Comparison of Rainmaker’s Diversifed ESG indexes of rolling 12-month returns from 2015-2021 showed “no difference in investment outcomes” for ESG investment options. The ESG Diversified index delivered 8.6% compared to 8.8% by the broad market over five years per annum.
“It is unreasonable to argue that ESG super funds outperform simply because they follow ESG investment principles. But the key strategic point is there is no evidence that investors into ESG super funds suffer any performance penalty at all. Indeed there is evidence to the contrary, namely that ESG super funds are indeed highly likely to outperform.”
Source: Rainmaker
There had also been a difference in the types of screening used by super funds for ESG purposes; the number using positive screens had increased dramatically from 52% to 80% while negative screens had increased from 87% to 95%.

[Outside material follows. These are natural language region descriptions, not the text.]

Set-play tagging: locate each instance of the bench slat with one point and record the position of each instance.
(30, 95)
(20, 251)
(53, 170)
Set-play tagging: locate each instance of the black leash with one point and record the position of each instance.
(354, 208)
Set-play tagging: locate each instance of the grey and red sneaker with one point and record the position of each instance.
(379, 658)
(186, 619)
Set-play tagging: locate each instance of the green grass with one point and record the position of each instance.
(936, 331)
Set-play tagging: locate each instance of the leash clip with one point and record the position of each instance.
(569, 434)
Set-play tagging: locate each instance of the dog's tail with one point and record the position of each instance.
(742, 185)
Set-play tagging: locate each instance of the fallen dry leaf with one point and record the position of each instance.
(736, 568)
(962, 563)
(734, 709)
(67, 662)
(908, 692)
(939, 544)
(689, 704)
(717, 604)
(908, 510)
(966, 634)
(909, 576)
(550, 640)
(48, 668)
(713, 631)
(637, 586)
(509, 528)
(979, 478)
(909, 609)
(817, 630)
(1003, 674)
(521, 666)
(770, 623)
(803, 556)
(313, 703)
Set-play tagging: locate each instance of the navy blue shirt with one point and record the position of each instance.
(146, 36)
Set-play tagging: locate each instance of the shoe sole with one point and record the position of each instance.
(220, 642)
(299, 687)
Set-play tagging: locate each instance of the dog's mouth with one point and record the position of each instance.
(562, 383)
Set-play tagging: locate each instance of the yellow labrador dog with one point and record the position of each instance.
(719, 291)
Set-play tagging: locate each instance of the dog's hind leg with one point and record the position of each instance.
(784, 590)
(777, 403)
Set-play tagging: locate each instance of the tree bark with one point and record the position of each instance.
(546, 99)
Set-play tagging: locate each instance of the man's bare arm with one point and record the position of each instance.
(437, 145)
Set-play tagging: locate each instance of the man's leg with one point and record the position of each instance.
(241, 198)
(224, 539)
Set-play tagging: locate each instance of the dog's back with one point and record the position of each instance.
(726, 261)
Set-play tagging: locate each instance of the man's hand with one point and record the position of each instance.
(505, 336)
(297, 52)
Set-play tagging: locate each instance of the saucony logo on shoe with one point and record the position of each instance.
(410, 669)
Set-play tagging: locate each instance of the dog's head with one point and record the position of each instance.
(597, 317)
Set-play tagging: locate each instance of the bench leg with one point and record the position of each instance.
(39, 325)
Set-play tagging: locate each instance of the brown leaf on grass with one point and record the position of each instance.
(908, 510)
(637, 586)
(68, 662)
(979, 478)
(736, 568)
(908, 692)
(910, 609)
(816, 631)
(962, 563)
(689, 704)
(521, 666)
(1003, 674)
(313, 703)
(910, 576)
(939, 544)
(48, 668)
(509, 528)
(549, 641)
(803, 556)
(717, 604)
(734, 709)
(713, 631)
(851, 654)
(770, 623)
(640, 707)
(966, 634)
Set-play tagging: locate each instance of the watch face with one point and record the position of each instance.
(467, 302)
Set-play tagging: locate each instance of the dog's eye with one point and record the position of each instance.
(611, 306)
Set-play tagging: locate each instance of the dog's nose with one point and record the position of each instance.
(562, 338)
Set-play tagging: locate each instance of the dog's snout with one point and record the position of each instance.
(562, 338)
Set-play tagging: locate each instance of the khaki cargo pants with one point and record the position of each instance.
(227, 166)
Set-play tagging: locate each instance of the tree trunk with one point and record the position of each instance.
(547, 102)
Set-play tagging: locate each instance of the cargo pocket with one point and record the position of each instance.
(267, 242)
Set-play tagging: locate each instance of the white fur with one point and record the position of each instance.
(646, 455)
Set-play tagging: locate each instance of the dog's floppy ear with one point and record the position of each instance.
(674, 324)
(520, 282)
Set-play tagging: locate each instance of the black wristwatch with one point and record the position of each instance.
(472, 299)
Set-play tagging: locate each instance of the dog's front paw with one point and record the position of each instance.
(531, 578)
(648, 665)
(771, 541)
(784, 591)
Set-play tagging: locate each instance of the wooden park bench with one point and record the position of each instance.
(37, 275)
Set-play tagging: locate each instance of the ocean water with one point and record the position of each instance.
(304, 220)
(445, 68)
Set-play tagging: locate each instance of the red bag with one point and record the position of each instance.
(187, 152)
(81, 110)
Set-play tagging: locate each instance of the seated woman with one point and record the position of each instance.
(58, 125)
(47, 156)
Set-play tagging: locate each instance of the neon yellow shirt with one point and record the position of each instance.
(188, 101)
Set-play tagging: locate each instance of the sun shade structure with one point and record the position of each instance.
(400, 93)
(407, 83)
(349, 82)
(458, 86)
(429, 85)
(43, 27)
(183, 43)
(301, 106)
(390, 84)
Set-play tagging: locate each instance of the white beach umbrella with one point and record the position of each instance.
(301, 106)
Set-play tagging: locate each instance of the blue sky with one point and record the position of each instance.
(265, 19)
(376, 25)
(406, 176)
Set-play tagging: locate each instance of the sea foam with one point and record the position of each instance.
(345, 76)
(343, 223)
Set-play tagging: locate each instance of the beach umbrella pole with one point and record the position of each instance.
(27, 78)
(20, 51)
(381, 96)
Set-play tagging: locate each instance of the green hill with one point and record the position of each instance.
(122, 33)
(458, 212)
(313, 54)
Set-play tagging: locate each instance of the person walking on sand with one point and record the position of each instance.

The proportion which were using no screening at all had halved from 10% to 5%.
“Crucially, the way ESG funds have done this is by applying the PRI SDG framework, a practice now explicitly followed by half the ESG super funds in Rainmaker’s 2022 sample. It’s quite likely many other ESG super funds do so too but haven’t yet explicitly articulated this position.
“This principles-based SDG approach is highly practical because it enables super fund trustee boards to implement nuanced fiduciary-led and engagement-driven ESG investment decision making practices, rather than simplistically following tick-box divestment strategies.”